“If you shut the door to all errors truth will be shut out.” R. Tagore
If I close my eyes I can feel the sting of tears held back after a classmate made a hurtful remark towards me when I was in elementary school. I also remember failing a term paper in high school, not being invited to join a membership club I yearned to be part of at college and the failing to get a scholarship I wanted for grad school. Plainly said, failure.
Those things happened; they were real. They etched into my life an emotional relationship with the assessment of failure that is part of me to this day. This cultural and personal assessment of failure has a profound impact on me. It’s caused me to respond in the moment as unworthy, flawed and “less than.” I guess I’m not alone in those beliefs.
I’m older now; wiser and more experienced. Even so, just last month I had a call from a client following up on an email that started by saying “it’s always hard to give less than positive feedback.” I knew what was coming and connected once again with the embodiment of what it has meant to me to fail. My reaction came from a deep unsettling attack on who I am. That sense of identity so profound and private of competence and completeness is taking a public “shellacking” and my body doesn’t like it.
In that moment I listened to my breathing. It was shallow and short. I noticed my thoughts speed up and I began to sift through them at lightning speed – going through the logic, testing them out, discarding some, mulling over others. I began tossing them around like a bunch of loose papers. I ran through some trial decisions – call back immediately, defend myself, find out what happened, deny the whole thing – even take a nap! I couldn’t decide but I couldn’t shake it off either.
This recent experience of failure hit with a power that shook me into the realization of what it means to take a stand for something. The sensation was so gripping and intense that I knew I needed to face it. It became clear to me that there was something beyond survival that I truly cared about. As I sat with the knowledge that I am a person who deeply values the freedom and the capacity I have as a human being to choose my response to any circumstance, my mood turned from chaos and confusion to acceptance and hope.
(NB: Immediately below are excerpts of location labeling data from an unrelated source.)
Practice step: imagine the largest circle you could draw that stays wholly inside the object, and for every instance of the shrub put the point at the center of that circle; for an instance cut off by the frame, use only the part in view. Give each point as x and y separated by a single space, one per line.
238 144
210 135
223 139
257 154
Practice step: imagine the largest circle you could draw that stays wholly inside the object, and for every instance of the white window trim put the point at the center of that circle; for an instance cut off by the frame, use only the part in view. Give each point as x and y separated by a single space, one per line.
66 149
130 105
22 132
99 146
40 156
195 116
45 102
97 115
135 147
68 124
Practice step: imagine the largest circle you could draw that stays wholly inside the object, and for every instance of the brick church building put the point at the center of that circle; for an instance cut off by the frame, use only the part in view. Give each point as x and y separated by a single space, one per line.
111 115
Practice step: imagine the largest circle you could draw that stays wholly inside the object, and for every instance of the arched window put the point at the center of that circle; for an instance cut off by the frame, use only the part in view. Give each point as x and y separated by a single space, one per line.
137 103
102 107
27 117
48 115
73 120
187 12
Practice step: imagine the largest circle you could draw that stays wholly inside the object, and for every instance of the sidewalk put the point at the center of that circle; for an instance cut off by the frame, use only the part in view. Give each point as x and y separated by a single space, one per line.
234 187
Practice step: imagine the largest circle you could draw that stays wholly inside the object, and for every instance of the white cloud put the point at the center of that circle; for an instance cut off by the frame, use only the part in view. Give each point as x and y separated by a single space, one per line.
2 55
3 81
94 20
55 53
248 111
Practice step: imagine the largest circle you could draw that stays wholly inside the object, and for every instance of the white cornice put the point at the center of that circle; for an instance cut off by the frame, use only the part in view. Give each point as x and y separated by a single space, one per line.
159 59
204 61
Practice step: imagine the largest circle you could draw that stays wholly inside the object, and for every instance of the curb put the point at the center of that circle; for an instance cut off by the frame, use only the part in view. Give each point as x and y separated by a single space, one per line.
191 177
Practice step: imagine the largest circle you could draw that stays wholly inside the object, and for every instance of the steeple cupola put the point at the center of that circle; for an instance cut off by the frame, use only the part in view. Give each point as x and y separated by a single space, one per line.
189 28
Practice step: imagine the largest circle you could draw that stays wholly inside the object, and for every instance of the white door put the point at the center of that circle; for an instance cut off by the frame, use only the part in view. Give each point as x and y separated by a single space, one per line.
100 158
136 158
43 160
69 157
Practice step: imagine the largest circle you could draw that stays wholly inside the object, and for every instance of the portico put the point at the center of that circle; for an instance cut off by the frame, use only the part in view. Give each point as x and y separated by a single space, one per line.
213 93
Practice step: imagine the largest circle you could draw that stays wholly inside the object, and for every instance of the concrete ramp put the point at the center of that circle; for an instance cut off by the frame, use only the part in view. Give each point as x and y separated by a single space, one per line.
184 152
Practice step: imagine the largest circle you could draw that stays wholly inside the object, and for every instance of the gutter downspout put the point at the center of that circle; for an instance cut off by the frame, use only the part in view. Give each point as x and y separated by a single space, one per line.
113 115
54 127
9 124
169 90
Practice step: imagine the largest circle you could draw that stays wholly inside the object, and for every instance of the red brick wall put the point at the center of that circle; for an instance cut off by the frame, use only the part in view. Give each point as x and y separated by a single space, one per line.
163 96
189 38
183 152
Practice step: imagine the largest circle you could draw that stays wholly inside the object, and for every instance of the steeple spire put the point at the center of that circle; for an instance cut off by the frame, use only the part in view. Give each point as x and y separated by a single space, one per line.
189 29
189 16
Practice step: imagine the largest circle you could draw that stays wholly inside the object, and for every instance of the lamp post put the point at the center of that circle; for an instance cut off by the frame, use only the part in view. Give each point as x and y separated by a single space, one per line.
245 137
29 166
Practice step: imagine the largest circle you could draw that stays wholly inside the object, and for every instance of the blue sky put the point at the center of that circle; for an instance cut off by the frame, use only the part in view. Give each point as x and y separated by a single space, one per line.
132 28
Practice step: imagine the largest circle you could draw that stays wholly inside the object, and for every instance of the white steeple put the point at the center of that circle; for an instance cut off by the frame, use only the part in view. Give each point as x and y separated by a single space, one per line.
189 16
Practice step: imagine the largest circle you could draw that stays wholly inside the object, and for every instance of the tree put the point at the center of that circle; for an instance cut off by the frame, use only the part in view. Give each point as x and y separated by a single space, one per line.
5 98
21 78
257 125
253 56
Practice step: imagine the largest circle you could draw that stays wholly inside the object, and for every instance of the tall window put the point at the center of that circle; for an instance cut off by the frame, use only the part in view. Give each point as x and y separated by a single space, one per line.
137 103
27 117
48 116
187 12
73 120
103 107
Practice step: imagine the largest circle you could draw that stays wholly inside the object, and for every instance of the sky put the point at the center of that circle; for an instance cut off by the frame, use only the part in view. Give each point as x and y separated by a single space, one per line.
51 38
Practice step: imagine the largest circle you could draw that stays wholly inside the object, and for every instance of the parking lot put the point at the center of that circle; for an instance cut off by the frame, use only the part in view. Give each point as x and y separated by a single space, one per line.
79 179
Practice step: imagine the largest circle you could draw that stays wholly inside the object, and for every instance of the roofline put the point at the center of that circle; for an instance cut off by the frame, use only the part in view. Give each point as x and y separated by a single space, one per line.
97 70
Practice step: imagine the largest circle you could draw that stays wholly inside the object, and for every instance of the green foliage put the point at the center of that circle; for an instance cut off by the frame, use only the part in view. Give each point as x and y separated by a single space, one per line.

When I put myself in my client’s position, and I imagined the impact of being heard and considered – a hope arose in me that from this failure I could take a stand for what I care about. I wasn’t a victim and this moment was less about my worth and more about my commitment. I needed to act on my commitment to being the me who takes responsibility for all of me. My thoughts turned to inviting a dialogue, being present to my client and listening with my whole self to what it’s like to work with me. I’d be curious and tentative and open to what I might do to move forward and what to do differently the next time. I’d look straight at that other person and take a stand for the human experience of failure.
As I went through this process – which took the better part of a week – I was able to I have the conversation with my client in a way that we both benefited. I’ve felt a sense of integrity, wholeness and levity since then. I’ve also realized that this is very different from my relationship with success. Don’t get me wrong – I’d rather succeed than fail. The truth is that life gifts us both success and failure. But by standing up for failure, I’m no longer in the shadow, but have peeked out from behind the curtain and been rewarded with the light.